Let’s get this out of the way – this is a comprehensive, sweeping, and sophisticated book, and probably the best full-length book treatment of journalistic professionalism that I am aware of. The fact that it may be one of the only book-length treatments of journalistic professionalism does not detract from how good it genuinely is. Indeed, as the abundance of recent citations and lengthy bibliography make clear, the scholarly and public conversation about these topics may finally be maturing to such a degree that a book like this one is both possible and worthwhile. In short: Waisbord has the chance in this book to summarize and set the agenda for future research on journalistic professionalism, and he does not miss the opportunity.
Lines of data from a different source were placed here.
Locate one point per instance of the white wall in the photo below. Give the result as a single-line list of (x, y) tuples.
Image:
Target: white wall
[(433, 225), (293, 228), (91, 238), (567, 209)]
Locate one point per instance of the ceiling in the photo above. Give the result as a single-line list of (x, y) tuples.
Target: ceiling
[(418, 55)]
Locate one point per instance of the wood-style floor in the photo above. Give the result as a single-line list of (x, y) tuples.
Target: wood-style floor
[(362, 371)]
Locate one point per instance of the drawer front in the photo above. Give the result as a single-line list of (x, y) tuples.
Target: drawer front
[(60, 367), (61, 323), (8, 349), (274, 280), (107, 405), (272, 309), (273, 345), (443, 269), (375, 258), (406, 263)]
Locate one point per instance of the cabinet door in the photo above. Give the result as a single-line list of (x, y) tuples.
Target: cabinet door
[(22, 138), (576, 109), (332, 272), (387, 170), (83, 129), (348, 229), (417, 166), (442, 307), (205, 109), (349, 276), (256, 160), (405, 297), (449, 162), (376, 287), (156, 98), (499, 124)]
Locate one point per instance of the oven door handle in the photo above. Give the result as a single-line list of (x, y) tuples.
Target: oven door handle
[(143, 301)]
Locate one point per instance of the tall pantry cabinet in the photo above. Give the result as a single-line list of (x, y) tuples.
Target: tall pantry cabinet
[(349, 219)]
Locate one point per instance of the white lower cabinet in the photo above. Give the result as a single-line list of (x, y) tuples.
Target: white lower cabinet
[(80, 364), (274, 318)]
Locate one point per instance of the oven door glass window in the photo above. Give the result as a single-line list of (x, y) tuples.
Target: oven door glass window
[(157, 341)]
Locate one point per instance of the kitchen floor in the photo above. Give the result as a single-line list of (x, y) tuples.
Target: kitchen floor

The book, which is both rewarding and dense in the way that only ‘big-picture’ books of this kind can be, is driven by two primary arguments. The first is an attempt to reframe the conversation about journalism’s professional status around the notion of occupational jurisdiction. Rather than taking a trait-based or credential-based approach to understanding professionalism, in which a particular job possesses a certain number of professional-like characteristics and the total number of these traits is tallied up and compared to an ‘ideal’ list of professional characteristics, Waisbord wants us to think about professionalism as ‘a process by which occupations claim jurisdiction over a field of practice’ (p. 17). Following Andrew Abbott and Pierre Bourdieu (and ultimately Durkheim and Weber), professionalism is thus reframed to be an agent-driven, precarious, agonistic struggle for social, cultural, and economic prestige and autonomy.
The second major argument of the book is that journalistic professionalism can only be understood globally, and it is in this comparative context that Waisbord’s jurisdictional understanding of professionalism comes in handy. If professional journalism is understood as an occupational logic that orients itself toward idealism and public service, professional journalism cannot be seen as a global phenomenon. If it is understood, rather, as a jurisdictional struggle for control over work, then this struggle can be usefully analyzed in a comparative context. In short: seeing journalistic professionalism as a jurisdictional struggle allows us the ability to compare internationally; adopting a trait perspective does not.
Within this larger framework, the book’s progression is logical and efficient. Chapter One provides a comparative history of the journalistic professionalization process in the USA and Great Britain, distinguishing between the market (US) and public broadcasting paths (Britain). Chapter Two takes a fairly critical look at journalistic autonomy – while the presence or absence of jurisdictional autonomy is obviously the analytical framework adopted by Waisbord, this does not imply that professional autonomy is free of difficulty on either a normative or sociological level. Chapter Three returns to the question of jurisdiction through an overview of the literature in the sociology of the professions. In many ways, Chapter Four is the section of the book that most easily stands on its own: it is a cogent summary of critiques of professionalism from communitarian, Marxist, and Foucauldian perspectives. Chapters Six and Seven turn the analytic frame of the book towards a more global perspective, and Chapter Eight concludes the book where many less well-grounded sociologies of digital news begin, with a look at the challenge to professionalism posed by various 21st-century social, technological and economic developments.
Within the scope of the task he has set for himself – providing an overview of the contested status of journalistic professionalism, synthesizing the extant literature, and advancing a compelling theory for understanding professionalism in a sociological and comparative fashion – Waisbord has succeeded admirably. One might have hoped for more empirical material with which to flesh out the broad theoretical sketches, but such is not the purpose of this volume and one cannot fault books for being what they are rather than what we might wish them to be. Still, the research in this area, which is still in its early stages, has already contributed nicely to both the extension and problematization of some of Waisbord’s more general theoretical points. If journalistic professionalism is really the result of a jurisdictional struggle, what is the terrain upon which this struggle is carried out? What do journalists claim as their unique area of abstract knowledge? How do they ratify their professionalism through practice? How do they interact with other semi-professional journalistic actors?
Even these empirical questions, though, primarily demonstrate what a valuable service Waisbord has performed with Reinventing Professionalism. With much of the theoretical debris cleared away, organized, and expertly synthesized, we can at last turn to the next generation of questions that might animate academic research operating within the sociology of news tradition.